(I wrote this for my April 13 column in Sun.Star Cebu)
I remember writing about my Holy Week experience in Bocawe, Barangay Sapangdaku Cebu City and a reader, who apparently has relatives up there, asking me where the hell Bocawe was. Well, Bocawe, after the few families that used to live there left, has already been gobbled up by Sitio Lupa, Barangay Pamutan.
Anyway, back to the reminiscing. Aside from eating kurakol (plant snail) on Maundy Thursday, the one that sticks in my mind was the marathon singing or the pasyon in a house up a slope on Good Friday. Imagine nature’s silence being broken by songs as old as your ancestors. For a lowlander like me, that was strange and fascinating.
Another Holy Week, in Sitio Lubo, Barangay Bonbon. One night, I was in the yard of a house and espied orange lights going to Barangay Buot-Taup. Curious, I asked our host where the people were going.
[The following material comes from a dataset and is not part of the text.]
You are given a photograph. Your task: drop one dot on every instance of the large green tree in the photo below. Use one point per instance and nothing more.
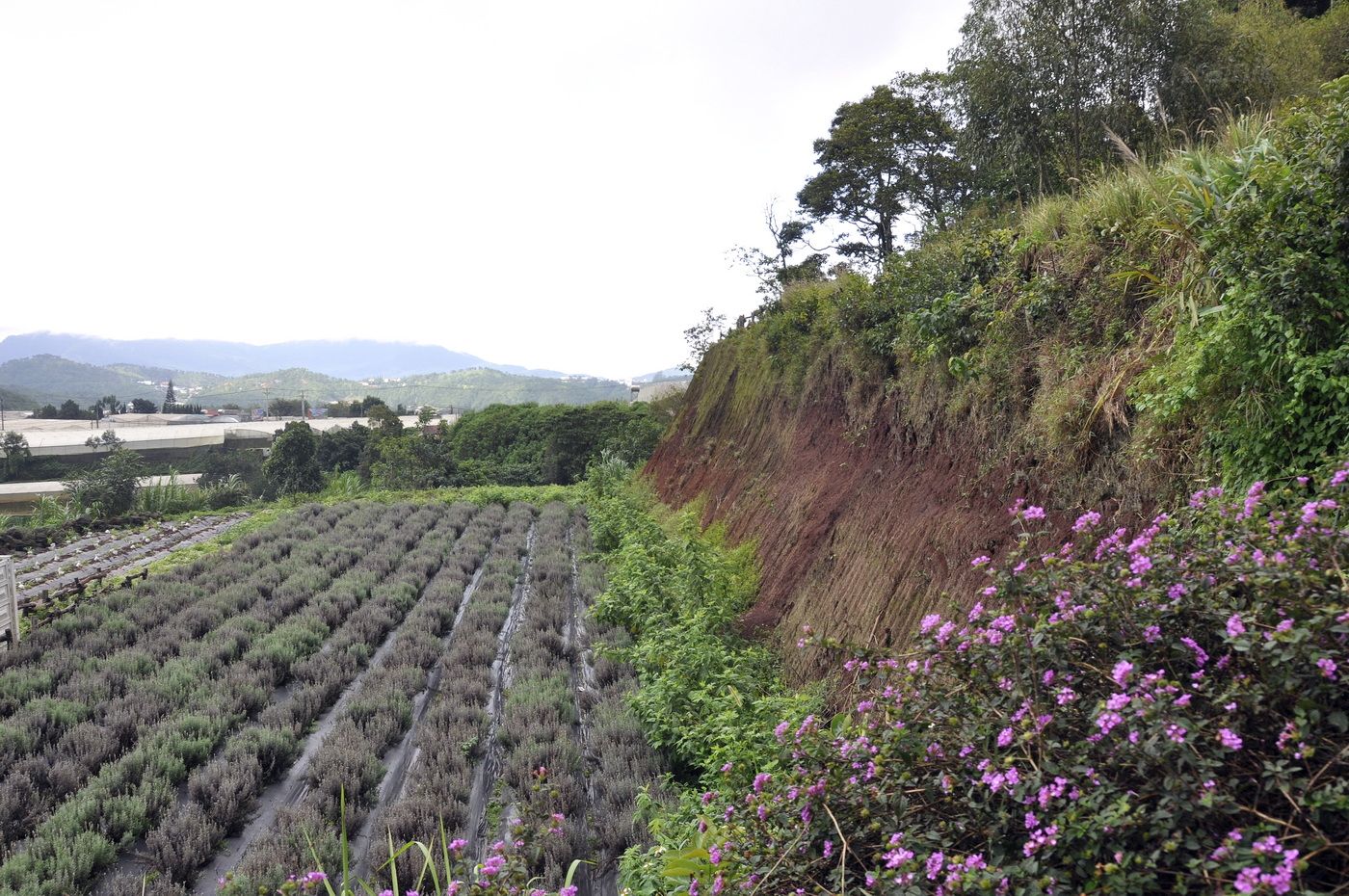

To watch Linambay, she said. Unfortunately, I didn’t have time to watch shows like that then.
Years later, when I was already a reporter, I had the urge to write about the Linambay as a Holy Week feature. Nothing came out of the plan, lost as I was later in other concerns. Still, I would say there are practices in Cebu’s hinterlands that have not been taken over by modernity and need to be preserved.
I mean, Holy Week is not only about what we have been harping on, like going to Boracay or, in the case of Cebu, flocking to Bantayan. It is not only about Gilbert Bargayo being nailed to a cross, or the Buhing Kalbaryo in Guadalupe or the Station of the Cross in Banawa. Or the Sugat in Minglanilla.
By the way, it looks like all the buzz about my home place, Camotes, is paying off. My cousin Gaga asked me for more information about the resorts in San Francisco because they planned to go there. One of my bosses in Sun.Star, Orlando Carvajal, said his family would be spending the Holy Week, too, in San Fran.
Well, if you do not like being in a heavily crowded place like Boracay and Bantayan, go to Camotes. There’s no fiesta atmosphere there, only peace and calm conducive to meditation. And the sands in San Fran are as fine and as white as the others, the sea even clearer and purer. Nearby would be my hometowns Poro and Tudela.
As for my family, we’d stick it out here, as usual. There’s the ritual, too: procession on Good Friday in Pardo and station of the cross. Then there’s the Sugat in Minglanilla, that is if we are able to wake up early, and the Kabanhawan festival. Throughout all these, getting lost in the spiritually that Holy Weeks conjure.